Enhancement of biogas production from sludge anaerobic digestion via supplementing magnetic co-pyrolysis biochar: Dosage response and syntrophic metabolism

The addition of conductive materials to promote anaerobic digestion (AD) via direct interspecies electron transfer (DIET) has been attracted extensive attention, whereas seldom focused on the effect of co-pyrolysis biochar on sewage sludge AD. Here, a novel co-pyrolysis biochar derived from oil sludge and wheat straw was successfully applied in improving methane production. Experimental results suggested that the co-pyrolysis of wheat straw with oil sludge would increase the surface area of biochar, benefited for the methane production improvement. As high as 144.05 ​mL ​(g ​VS) ⁻¹ accumulative methane productivity and fast volatile fatty acids (VFAs) mainly acetic acids degradation rate was detected under the optimal operational condition with 1.6 ​g BC25 ​% (wheat straw: oil sludge ​= ​1:3) additive.

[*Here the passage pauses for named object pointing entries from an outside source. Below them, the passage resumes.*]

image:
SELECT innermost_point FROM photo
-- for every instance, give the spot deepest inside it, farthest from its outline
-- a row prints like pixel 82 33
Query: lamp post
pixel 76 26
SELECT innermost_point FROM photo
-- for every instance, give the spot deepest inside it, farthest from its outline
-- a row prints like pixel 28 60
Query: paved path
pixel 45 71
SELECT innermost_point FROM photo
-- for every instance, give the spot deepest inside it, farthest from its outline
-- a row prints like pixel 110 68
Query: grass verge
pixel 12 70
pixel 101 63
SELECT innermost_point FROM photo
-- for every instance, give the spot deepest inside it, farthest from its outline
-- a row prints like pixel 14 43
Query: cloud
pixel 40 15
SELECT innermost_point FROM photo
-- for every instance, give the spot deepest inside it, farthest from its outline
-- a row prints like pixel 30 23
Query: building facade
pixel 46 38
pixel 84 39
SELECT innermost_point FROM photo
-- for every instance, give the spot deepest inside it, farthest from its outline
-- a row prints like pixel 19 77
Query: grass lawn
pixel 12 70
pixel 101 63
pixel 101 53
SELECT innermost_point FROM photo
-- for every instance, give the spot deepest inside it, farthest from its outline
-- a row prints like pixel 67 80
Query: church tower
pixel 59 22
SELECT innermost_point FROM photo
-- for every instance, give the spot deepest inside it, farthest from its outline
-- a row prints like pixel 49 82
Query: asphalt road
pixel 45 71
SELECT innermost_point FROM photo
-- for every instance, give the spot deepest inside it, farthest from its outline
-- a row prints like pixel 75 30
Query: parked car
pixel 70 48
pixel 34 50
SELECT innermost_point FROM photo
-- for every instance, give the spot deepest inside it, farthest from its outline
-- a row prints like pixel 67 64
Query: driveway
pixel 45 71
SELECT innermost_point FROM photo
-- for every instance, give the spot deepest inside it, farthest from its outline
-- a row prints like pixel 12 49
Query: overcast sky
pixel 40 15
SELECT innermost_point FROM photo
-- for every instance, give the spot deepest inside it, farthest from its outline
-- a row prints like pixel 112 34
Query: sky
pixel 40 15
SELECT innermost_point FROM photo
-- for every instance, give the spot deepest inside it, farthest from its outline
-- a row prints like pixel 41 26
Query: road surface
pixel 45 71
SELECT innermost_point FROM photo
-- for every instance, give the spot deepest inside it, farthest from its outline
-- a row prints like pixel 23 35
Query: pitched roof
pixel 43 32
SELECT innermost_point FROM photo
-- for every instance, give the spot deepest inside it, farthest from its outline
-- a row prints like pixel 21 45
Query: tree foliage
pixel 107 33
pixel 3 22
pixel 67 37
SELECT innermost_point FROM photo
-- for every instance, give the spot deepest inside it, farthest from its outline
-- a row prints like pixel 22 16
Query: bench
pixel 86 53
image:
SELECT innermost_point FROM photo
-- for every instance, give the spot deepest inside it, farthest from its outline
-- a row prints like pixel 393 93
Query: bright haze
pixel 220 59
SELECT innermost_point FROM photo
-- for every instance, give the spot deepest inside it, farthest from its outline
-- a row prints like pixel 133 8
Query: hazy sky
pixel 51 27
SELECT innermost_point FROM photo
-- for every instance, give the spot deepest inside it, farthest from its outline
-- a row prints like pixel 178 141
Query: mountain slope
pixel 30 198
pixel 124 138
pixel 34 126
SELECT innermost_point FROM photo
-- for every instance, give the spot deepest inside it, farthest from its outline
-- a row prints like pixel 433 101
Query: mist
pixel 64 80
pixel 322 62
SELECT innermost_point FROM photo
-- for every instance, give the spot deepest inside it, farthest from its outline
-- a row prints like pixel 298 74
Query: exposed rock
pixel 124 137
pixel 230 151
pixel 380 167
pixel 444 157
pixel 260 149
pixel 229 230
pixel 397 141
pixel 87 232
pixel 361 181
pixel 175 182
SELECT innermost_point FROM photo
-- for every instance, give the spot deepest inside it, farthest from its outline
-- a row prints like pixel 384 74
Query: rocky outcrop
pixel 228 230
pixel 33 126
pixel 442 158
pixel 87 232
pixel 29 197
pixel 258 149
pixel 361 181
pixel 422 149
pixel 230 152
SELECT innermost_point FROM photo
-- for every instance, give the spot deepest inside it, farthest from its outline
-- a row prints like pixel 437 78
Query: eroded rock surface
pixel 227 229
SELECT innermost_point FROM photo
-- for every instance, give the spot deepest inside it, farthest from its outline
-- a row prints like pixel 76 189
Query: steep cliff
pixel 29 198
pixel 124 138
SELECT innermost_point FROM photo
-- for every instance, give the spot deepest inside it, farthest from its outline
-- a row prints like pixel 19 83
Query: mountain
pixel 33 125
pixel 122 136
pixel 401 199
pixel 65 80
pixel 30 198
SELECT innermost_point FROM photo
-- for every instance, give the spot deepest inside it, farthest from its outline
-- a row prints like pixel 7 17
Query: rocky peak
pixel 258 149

Generally, the strong electron accepting capacity (71.8 μmol e⁻ g⁻¹) and donating capacity (27.5 μmol e⁻ g⁻¹) resulted from magnetic features and oxygen containing functional groups of co-pyrolysis biochar facilitated DIET process for boosting methane yield. Furthermore, co-pyrolysis biochar supplied sufficient trace elements (Ni, Cu and Zn) for activating the coenzyme F420, protease and electron transport system for accelerating methane yield. Microbial and Kyoto Encyclopedia of Genes and Genomes (KEGG) analysis indicated acetoclastic and hydrogenotrophic pathways were both promoted due to the enrichment of archaea including Methanothrix, Methanobacterium, and Methanomassiliicoccus, as well as the typical bacteria of Chloroflexi. The fundamental understanding of underlying mechanisms is critical for the practical application of co-pyrolysis biochar in AD field.